Van tijd tot tijd had hij me gezegd dat hij zijn functie bij Esso (1957-1984) als werktuigbouwkundig ingenieur een keer zou willen inruilen voor een maatschappelijke of politieke functie. Toen ds. H.G. Abma als voorzitter van de SGP kwam praten over een mogelijke kandidaat Europarlementariër voor zijn partij, was de verbinding snel gelegd. In 1984 werd hij de eerste vertegenwoordiger van de SGP, toen samen met RPF en GPV. In dat parlement kon hij te midden van de (toen) ruim 400 anderen slechts een bescheiden rol spelen. ‘Op de achterkant van een postzegel’, zou hij later zeggen. Voordat hij tot besluiten of conclusies kwam, had hij zaken eerst grondig geanalyseerd. Hij profileerde zich daar als deskundige op de terreinen van onder andere landbouw, milieu, vervoer en binnenscheepvaart in Europa. Waar mogelijk roerde hij zich echter ook in ethische zaken en trad hij in de bres voor christenen in de verdrukking, evenals voor Israël in de aangevochten positie in het Midden-Oosten. Zijn maatschappelijke betrokkenheid heeft hij onder andere ook getoond door zich in te zetten voor de oprichting van de reformatorische scholengemeenschap Guido de Bres in Rotterdam.

CSFR

Leen was een van de veertien Delftse en Utrechtse studenten die in 1950 in Wapenveld bijeen waren gekomen om een studentenvereniging op te richten, die daarna de naam CSFR kreeg. Het overgrote deel van die studenten behoorde tot de Gereformeerde Gemeenten. Leen was hervormd (gedoopt) en werd in zijn visie op de kerk diepgaand gevormd door ds. W.L. Tukker, die toen in Delft predikant was en bij wie hij ook heeft gelogeerd. Binnen de eerste generatie van de CSFR was er inzake de visie op politiek en maatschappij een sterke betrokkenheid op de geschriften, c.q. de theologie van A.A. van Ruler (Religie en politiek). Diens theocratisch gedachtegoed betekende een verruiming van het blikveld van de studenten, die van huis uit politiek gezien door de SGP gestempeld waren. In die lijn heeft Leen zijn politieke ambacht als SGP’er willen beoefenen. Daarin was hij nauw verwant met ds. H.G. Abma, maar ook met drs. G. van Leijenhorst, medeoprichter van de CSFR, die politiek actief werd in de Christelijk-Historische Unie. In de uitoefening van zijn functie mocht het, zei hij, niet ontbreken aan eeuwigheidsperspectief: we zijn pelgrims op weg naar God.

Samen

Ons leeftijdsverschil van tien jaar betekende dat we elkaar in ons geboortedorp Ridderkerk niet echt leerden kennen. Mijn vader en de vader van Leen zaten wel samen in de gemeenteraad voor de SGP. En op zaterdag hield mijn vader de boeken bij op het loonwerkersbedrijf van de vader van Leen. Leen ontmoette ik vooral via de CSFR.

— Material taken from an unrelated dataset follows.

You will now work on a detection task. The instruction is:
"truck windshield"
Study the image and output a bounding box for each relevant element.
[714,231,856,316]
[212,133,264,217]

Hij bleef lang ongehuwd en kwam vanaf het begin van ons huwelijk vaak logeren. Zo ontstond een hechte vriendschap. In 1962 was hij lid geworden van het hoofdbestuur van de Gereformeerde Bond. Zelf kwam ik daar in 1966 binnen. Vier en dertig jaar (tot 2020) hebben we daar samen opgetrokken. In 1973 werd hij penningmeester. In de praktische uitoefening van die functie (tot 2000) werd hij in zijn Straatsburgse jaren trouw bezig gestaan door Beli, de vrouw die hem op 5 januari 2018 tot zijn grote verdriet is ontvallen.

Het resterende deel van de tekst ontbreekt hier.